I discovered Inaz Cosmetics on someone's Tumblr.  Her ordering system is sort of odd--you pick your colors out on Facebook, email her, and she invoices.  They are a very young company and do not have a more advanced system in place.  They seem to have colors that are either almost wet-like pigment (like the MAC pigments of the old days) or the more frustrating drier pigments (like the newer MAC pigments and many of the mineral company mattes).  Luckily, you can sort of tell from the photographs which is which.  A google search doesn't pop up too many reviews or swatches just yet so I tried to eyeball out colors that didn't look like anything I had.  Their Mint is the most amazing, sparkly, true mint.  Emara is the soft baby peach I've been searching for FOREVER only to continually wind up with pinks and oranges instead.   I just placed my order for full sizes of these.  The full jars are 10g for $10 and the samples are little clamshells for $1.50. 

  	In the photos they have of people wearing their products, the colors seem very vivid.  On my own, I needed to layer or use Pixie Epoxy to get the hardcore pigmentation out of the darker colors but I'm not super experienced with these yet.  There may be a Fyrinnae-level sort of learning curve.  The sparkle is amazing, though.  They honestly sparkle like no other mineral eye shadows I have.  The only thing more sparkly are my MAC reflects glitters.  They seem to have a little bit of a cult following as many of their photos on their facebook are user submitted. 

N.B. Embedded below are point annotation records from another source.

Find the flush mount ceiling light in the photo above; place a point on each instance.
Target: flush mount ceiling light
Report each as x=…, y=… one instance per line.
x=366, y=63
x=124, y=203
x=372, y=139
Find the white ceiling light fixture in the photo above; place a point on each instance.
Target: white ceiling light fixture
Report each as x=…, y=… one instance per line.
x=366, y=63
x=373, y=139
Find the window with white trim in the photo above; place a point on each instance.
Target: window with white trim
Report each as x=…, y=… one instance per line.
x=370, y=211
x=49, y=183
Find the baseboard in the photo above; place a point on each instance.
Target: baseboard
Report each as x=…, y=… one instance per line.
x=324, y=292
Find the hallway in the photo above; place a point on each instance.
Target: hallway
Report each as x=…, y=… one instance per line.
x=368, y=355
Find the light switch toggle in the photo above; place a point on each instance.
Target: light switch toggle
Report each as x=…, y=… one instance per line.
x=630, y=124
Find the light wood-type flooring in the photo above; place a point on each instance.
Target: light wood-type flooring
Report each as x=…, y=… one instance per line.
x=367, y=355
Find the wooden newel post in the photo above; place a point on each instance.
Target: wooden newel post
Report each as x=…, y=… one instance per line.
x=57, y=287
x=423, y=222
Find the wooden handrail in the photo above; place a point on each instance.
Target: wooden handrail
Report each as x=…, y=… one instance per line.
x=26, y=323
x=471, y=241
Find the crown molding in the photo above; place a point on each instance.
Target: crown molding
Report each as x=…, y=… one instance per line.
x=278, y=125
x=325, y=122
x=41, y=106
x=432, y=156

  	I'm really interested if any of you have tried them out, what your impressions are, and if you've taken any photos.  I'd love to see them!

  	This is Emara on my lid.  The camera couldn't really handle the sparkle.


----------



## adwilson85 (Sep 9, 2011)

I LOVE Inaz!! Amber is so sweet, too..I have about 30ish sample jars and about 9 full size..I love their glitters, too..Glam Rock is my favorite..and she even makes custom colors..made me a beautiful purple full of holographic glitter and named it Brielle after my daughter.   And I just got a jar of primer in the mail today from them =)


----------